Our exploratory prototype of cryptographic-agile UAG leverages HAProxy’s ability to segment secure communication by terminating TLS at the proxy and then using a second TLS connection to each backend service. This creates a single implementation and configuration point for cryptographic agility. A key insight here is that quantum safety is needed across the Internet path between a client device and UAG, but not necessarily between UAG and a backend service communicating within the same private network.
Reconfiguration of HAProxy allows for rapid changes in supported TLS ciphers and other parameters. Furthermore, by storing pre-compiled cryptographic library modules — each configured to use different cryptography — the UAG team can easily change cryptographic implementations. Supporting new cryptography only requires updating one component.
Our work on quantum safety for UAG makes use of the Open Quantum Safe (OQS) implementation of PQC candidate standards. OQS is an open source project pioneered by the University of Waterloo and industry collaborators. It is intended to make NIST PQC implementations available for experimentation and testing. In particular, liboqs provides a C library that integrates PQC with various protocols and applications, including OpenSSL.
For more on our crypto-agile implementation of UAG, see a short preview of our VMworld 2021 session and read the associated blog.

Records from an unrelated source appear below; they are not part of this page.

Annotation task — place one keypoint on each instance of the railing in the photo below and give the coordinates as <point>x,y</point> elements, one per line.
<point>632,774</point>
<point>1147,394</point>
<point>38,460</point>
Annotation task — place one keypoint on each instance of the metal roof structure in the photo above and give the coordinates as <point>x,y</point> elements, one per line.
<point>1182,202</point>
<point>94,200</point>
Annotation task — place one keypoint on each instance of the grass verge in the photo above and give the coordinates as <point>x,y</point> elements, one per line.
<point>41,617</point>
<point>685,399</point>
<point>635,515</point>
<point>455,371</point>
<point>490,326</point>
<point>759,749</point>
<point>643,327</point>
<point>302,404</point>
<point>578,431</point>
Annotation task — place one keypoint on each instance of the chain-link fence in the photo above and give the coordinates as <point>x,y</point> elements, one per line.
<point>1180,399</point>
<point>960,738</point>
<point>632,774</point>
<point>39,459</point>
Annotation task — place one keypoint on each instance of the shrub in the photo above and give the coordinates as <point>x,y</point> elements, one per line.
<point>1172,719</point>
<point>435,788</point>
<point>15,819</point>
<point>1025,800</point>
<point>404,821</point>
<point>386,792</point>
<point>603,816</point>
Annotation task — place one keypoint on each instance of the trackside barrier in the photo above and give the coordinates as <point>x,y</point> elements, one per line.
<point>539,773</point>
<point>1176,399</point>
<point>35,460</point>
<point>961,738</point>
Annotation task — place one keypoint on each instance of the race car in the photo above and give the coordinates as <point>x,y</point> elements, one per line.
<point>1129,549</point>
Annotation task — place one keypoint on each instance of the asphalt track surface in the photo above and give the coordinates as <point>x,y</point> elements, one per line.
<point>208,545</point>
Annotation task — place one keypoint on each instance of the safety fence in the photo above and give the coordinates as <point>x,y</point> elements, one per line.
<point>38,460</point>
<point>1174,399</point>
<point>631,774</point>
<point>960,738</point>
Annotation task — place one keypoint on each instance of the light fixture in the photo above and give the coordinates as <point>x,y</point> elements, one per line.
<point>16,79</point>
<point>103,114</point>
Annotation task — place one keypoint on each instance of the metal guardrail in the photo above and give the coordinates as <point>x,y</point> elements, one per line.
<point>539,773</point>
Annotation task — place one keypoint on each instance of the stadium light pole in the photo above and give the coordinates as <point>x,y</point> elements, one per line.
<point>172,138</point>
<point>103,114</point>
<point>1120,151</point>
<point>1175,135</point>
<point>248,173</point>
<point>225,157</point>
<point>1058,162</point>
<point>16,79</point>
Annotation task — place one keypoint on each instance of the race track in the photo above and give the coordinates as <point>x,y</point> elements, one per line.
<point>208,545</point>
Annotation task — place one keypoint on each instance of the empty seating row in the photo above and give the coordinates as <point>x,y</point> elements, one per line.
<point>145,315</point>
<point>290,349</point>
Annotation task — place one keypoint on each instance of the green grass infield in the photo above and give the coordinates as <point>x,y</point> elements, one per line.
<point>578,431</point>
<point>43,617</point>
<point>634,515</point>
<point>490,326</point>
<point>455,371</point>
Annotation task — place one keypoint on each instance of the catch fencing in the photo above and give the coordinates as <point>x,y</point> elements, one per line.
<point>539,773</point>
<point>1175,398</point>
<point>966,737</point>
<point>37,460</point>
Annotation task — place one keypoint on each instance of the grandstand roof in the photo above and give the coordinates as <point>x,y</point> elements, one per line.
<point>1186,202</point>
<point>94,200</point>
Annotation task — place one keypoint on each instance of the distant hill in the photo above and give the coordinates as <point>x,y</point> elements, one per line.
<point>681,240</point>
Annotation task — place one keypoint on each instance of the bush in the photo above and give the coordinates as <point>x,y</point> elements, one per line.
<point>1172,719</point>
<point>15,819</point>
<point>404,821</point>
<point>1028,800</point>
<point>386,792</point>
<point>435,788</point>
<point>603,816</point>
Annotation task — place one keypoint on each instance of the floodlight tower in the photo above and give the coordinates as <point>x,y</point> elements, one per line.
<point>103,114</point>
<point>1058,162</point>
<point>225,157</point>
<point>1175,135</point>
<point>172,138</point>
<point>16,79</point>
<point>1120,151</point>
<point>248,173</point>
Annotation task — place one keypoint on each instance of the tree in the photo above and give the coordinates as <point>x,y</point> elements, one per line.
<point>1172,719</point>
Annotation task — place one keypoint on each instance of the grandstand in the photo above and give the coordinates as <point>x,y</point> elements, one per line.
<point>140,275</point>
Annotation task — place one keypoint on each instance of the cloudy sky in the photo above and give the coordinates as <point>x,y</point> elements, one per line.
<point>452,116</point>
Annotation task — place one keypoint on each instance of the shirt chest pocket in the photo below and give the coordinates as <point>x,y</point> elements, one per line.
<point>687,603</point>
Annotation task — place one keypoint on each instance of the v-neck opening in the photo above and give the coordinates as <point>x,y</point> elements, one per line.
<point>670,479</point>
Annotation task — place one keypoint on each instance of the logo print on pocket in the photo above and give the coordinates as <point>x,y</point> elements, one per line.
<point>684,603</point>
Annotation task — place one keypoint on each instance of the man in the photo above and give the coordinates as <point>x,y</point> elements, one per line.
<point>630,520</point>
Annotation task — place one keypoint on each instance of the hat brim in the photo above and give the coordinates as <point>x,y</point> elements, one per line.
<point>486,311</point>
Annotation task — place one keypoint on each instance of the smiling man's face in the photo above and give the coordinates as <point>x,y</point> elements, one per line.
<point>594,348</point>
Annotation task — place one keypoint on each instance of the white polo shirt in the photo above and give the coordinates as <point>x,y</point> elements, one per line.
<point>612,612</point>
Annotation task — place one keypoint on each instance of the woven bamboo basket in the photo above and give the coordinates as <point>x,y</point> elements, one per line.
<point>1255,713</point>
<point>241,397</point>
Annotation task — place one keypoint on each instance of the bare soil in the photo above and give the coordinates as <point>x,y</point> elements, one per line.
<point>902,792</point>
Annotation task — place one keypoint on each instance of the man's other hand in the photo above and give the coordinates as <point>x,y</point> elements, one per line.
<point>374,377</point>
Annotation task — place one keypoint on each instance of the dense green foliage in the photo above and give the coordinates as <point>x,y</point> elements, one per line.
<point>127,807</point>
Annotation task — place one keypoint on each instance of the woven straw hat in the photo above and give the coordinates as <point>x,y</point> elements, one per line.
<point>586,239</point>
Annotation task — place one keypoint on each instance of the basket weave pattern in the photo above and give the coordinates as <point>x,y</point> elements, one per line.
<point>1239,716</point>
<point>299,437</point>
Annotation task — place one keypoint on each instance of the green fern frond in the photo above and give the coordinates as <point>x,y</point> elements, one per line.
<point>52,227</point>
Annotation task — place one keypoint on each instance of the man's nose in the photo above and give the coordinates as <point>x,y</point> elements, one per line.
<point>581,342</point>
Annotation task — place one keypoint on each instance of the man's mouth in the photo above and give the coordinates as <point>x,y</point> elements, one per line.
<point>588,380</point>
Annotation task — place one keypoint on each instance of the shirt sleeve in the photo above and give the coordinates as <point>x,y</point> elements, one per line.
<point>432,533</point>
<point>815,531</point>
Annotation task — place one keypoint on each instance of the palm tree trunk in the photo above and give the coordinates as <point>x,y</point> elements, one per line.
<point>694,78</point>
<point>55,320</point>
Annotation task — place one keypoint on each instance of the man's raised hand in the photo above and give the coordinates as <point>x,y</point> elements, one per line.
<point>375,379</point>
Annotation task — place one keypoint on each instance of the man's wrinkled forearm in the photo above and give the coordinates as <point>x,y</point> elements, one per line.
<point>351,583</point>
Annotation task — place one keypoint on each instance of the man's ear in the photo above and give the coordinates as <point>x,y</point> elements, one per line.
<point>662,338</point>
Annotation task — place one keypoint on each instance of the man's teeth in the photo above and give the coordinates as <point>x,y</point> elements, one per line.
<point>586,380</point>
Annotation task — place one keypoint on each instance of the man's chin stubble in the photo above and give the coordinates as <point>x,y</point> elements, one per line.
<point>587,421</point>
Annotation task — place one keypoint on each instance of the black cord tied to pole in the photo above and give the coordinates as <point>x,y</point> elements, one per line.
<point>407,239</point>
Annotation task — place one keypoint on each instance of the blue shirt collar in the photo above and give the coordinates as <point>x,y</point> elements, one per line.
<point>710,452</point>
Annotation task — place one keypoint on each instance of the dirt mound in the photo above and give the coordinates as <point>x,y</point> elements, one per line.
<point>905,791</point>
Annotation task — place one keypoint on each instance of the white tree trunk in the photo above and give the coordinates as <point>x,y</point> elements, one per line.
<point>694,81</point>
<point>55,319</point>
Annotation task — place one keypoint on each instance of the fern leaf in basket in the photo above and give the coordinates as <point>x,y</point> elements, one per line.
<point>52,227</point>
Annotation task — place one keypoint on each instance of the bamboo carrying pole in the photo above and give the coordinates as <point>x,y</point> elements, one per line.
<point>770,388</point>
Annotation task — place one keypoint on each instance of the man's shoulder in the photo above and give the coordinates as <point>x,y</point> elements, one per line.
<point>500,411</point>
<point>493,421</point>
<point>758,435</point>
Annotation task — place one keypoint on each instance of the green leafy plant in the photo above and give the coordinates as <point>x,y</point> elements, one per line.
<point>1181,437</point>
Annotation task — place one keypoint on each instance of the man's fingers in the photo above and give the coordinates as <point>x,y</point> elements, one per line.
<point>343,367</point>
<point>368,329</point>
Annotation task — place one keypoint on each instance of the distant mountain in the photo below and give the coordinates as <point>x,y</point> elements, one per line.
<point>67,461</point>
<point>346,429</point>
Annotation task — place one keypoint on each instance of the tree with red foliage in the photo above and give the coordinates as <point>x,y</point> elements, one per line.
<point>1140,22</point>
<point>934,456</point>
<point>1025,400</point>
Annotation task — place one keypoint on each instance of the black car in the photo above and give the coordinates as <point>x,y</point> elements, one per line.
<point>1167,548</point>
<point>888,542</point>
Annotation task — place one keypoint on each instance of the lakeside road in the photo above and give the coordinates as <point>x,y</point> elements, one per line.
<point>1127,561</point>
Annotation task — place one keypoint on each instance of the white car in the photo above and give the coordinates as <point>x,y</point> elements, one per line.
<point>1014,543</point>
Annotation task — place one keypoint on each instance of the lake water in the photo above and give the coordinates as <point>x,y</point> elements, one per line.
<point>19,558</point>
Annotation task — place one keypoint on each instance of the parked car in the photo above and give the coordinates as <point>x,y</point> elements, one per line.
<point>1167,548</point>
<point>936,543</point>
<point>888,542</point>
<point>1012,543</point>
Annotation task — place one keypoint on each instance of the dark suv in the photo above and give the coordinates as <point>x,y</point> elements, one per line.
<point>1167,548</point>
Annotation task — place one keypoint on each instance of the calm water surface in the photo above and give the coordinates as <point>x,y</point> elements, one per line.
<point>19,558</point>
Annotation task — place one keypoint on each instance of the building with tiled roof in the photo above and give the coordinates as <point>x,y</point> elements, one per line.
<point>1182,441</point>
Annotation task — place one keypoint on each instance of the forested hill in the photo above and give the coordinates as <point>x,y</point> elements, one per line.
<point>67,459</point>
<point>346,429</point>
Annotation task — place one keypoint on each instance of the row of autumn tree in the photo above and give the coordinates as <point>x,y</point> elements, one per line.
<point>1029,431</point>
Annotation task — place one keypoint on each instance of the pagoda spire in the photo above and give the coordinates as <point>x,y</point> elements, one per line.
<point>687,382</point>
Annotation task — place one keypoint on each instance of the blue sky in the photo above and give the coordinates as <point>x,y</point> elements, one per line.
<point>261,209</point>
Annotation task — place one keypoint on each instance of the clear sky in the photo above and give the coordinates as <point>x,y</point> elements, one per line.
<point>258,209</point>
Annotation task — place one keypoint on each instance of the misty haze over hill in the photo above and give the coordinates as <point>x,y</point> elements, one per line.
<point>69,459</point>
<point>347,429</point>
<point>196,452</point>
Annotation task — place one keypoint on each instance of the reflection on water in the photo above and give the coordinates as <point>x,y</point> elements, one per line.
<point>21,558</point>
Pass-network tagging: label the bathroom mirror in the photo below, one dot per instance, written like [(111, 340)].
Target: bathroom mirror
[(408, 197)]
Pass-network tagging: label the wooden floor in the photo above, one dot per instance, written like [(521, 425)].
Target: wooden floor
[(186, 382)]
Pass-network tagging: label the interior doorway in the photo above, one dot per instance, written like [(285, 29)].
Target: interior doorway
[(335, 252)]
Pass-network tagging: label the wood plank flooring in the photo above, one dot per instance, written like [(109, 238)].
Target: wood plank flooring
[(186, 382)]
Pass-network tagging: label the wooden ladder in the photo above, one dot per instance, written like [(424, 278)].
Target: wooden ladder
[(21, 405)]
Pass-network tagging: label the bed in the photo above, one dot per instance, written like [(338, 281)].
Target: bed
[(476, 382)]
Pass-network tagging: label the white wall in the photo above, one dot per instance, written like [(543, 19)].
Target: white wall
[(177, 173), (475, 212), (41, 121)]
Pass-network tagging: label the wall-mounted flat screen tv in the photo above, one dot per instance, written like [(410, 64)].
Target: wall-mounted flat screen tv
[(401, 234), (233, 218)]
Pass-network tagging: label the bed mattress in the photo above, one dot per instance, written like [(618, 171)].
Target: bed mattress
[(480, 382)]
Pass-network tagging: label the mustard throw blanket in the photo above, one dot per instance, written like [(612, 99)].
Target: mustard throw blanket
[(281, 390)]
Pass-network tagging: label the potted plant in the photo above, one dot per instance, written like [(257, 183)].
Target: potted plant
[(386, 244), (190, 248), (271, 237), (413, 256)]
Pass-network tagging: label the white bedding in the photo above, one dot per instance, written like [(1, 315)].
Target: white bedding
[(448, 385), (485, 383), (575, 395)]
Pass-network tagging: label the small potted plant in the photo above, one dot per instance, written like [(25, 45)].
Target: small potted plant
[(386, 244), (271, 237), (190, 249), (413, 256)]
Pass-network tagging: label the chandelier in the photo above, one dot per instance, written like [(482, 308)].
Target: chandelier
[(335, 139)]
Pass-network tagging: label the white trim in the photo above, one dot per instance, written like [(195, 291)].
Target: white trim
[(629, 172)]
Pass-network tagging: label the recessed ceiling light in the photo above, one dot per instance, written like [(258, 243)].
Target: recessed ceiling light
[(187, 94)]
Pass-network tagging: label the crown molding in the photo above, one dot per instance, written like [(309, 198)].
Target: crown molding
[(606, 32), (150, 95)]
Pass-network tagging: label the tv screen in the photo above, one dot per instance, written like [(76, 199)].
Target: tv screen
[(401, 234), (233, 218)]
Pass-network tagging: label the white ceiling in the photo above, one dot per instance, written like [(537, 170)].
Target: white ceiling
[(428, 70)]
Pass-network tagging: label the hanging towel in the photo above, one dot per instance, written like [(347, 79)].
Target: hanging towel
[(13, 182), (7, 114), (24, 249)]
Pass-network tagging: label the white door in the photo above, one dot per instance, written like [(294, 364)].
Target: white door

Proxies are a powerful approach to enabling cryptographic agility (including quantum safety) for myriad supplier applications and services. By decoupling cryptographic configuration from individual applications, it offers the following advantages:
- Facilitating early PQC support for a large number of applications that may otherwise be slow to migrate as a collective
- Serving as a central point of enterprise cryptography configuration and management
- Providing a way to quickly address vulnerability remediation and/or ongoing PQC standards changes
- Addressing cryptographic agility at scale within sizable enterprise infrastructures
Our experimentation with the Unified Access Gateway, as part of VMware’s Horizon software suite, has provided a testing ground for cryptographic agility and PQC migration within a widely adopted VMware product. The reverse proxy architecture supports cryptographic library extensibility and the ability for enterprise customers (and VMware itself) to create standards-compliant configurations that are scalable for many backend enterprise applications.